La réforme de la formation professionnelle, portée par la loi « avenir professionnel » de 2018, se trouve actuellement remise en cause, progressivement, à l’occasion des mesures prises, ou à venir, pour tenter de répondre à la crise économique et sociale causée par la politique de prévention sanitaire de 2020.
La formation pro est mise en avant par le gouvernement, comme le second outil de lutte contre le chômage, à côté du dispositif exceptionnel de chômage partiel qui devrait prendre fin octobre sous sa forme actuelle (hors secteur du tourisme et activités annexes).
L’articulation entre chômage partiel et formation apparait défaillante :
« Le recours à la formation est assez faible pour les salariés en chômage partiel (13% en aout, après 16% en juillet), notamment dans les plus petites entreprises. Il est cependant assez important dans les secteurs de la fabrication de matériel de transport et dans l’hébergement restauration. » selon la Dares.
Les annonces du Plan de relance en termes d’actions de formation professionnelle et d’alternance restent à détailler en termes d’objet, de montant et de calendrier, par rapport aux dispositifs déjà programmés, dont on ne connait pas précisément l’avancement.
LE MEDEF PLAIDE POUR FACILITER LES « TRANSITIONS-RECONVERSIONS PROFESSIONNELLES ».
Le Medef a publié un projet de « Plan de soutien aux compétences, aux transitions-reconversions professionnelles[1] » qui comprend 20 propositions[2] assez détaillées.
Le Medef déclare vouloir faciliter les transitions vers des métiers épargnés par la crise. Il a la volonté de revenir en partie sur la réforme de 2018.
L’organisation patronale part de l’idée que « la crise agit comme un accélérateur de transitions », une manière de positiver dans le cadre de la crise actuelle !
Le marché du travail serait bouleversé avec :
« 1 million d’emplois menacés et 200 000 non pourvus ». « Des territoires et des secteurs d’activité inégaux face aux mutations, quelle que soit leur nature. »
L’estimation du million d’emplois menacés et de 200 000 emplois à pourvoir apparait réaliste.
La conclusion porte donc sur la formation et la mobilité des salariés.
Le Medef juge les « transitions-reconversions professionnelles » comme un « angle mort de la loi de 2018 ». Car « Les dispositifs pour les faciliter sont sous-dimensionnés et trop complexes à mobiliser » et les financements insuffisants par rapport aux enjeux[3].
Le Medef demande en particulier :
« des moyens supplémentaires du Plan d’investissement dans les compétences (PIC) à affecter au budget de France compétences, a minima pour doubler ceux affectés aux Transitions Pro (soit une augmentation de 400 millions €) ».

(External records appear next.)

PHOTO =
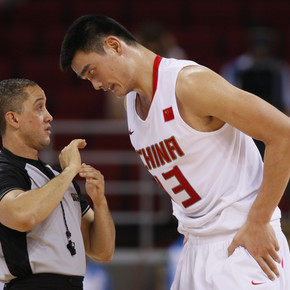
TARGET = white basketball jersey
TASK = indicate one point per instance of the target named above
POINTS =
(212, 177)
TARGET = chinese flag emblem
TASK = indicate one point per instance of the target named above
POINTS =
(168, 114)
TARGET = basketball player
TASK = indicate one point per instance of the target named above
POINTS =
(193, 131)
(46, 225)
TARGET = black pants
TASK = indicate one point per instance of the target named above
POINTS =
(46, 282)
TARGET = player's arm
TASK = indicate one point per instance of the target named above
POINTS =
(22, 210)
(98, 228)
(210, 98)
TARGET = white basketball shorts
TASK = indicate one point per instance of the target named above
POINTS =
(204, 265)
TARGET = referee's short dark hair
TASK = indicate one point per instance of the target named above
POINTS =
(12, 95)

Pour résumer, le Medef veut reprendre la main[4] par rapport aux dispositions de 2018 en organisant « les passerelles entre secteurs d’activité » et en replaçant « les entreprises et leurs besoins au cœur de la politique de formation professionnelle. ».
LA REMISE EN CAUSE DE LA LOI de 2018 SEMBLE S’ENGAGER.

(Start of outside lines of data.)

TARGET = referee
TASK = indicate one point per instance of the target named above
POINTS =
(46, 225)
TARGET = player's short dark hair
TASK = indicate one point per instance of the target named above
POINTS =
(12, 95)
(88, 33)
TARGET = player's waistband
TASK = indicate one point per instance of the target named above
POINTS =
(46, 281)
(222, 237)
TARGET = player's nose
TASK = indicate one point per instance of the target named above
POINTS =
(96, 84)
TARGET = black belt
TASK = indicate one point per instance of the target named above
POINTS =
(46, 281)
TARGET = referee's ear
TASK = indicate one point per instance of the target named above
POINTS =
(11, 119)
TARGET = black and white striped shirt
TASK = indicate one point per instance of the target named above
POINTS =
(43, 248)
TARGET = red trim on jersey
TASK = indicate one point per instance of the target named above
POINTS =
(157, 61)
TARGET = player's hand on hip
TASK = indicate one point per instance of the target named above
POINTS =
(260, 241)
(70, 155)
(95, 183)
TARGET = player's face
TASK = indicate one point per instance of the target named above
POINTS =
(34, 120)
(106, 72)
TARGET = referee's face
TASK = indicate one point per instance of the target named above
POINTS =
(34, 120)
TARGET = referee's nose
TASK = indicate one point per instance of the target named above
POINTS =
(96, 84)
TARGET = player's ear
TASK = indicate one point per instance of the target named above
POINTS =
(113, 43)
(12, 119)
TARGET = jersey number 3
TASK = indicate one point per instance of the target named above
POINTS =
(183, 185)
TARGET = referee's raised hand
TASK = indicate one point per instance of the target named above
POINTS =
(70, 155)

A son initiative, les partenaires sociaux se réunissent à propos de la formation[5] et la ministre du Travail organise une concertation avec des groupes de travail consacrée au « suivi des réformes » : fonctionnement de France Compétences, où les partenaires sociaux ont une place secondaire[6], Plan d’investissement dans les Compétences (PIC), CPF transition, CPF, ProA (dispositif de reconversion par alternance), etc.
Le résultat de ces échanges est encore incertain, mais tout pourrait être remis en cause en termes de priorités et de financements.
En arrière-plan, sera pris en compte les conclusions du récent audit de l’IGF (Inspection générale des finances) et de l’Igas (Inspection générale des affaires sociales) qui fait apparaitre le défaut de soutenabilité financière du dispositif issu de la loi de 2018…
[1] MEDEF – Plan de soutien aux compétences, aux transitions-reconversions professionnelles – 16 septembre 2020
[2] https://www.medef.com/uploads/media/default/0019/96/13229-20-propositions-du-medef-pour-soutenir-les-transtions-reconversions.pdf
[3] « Si 10% des salariés concernés par des emplois menacés par la crise décidaient de se former pour changer de métier, le système actuel ne permettrait pas de financer cet effort. »
[4] « L’ambition politique du MEDEF : Anticiper ce changement d’échelle et faire monter en gamme les acteurs pour répondre aux besoins en compétences des entreprises, accompagner et sécuriser les projets de transition et reconversion professionnelle. »
[5] Le Medef a invité les organisations patronales et syndicales à deux réunions du « groupe de suivi paritaire Formation », les 25 septembre et 2 octobre.
[6] « Il n’y a pas assez de poids accordé aux partenaires sociaux dans la gouvernance de France compétence et le fléchage des fonds est insuffisant » – le président délégué du Medef.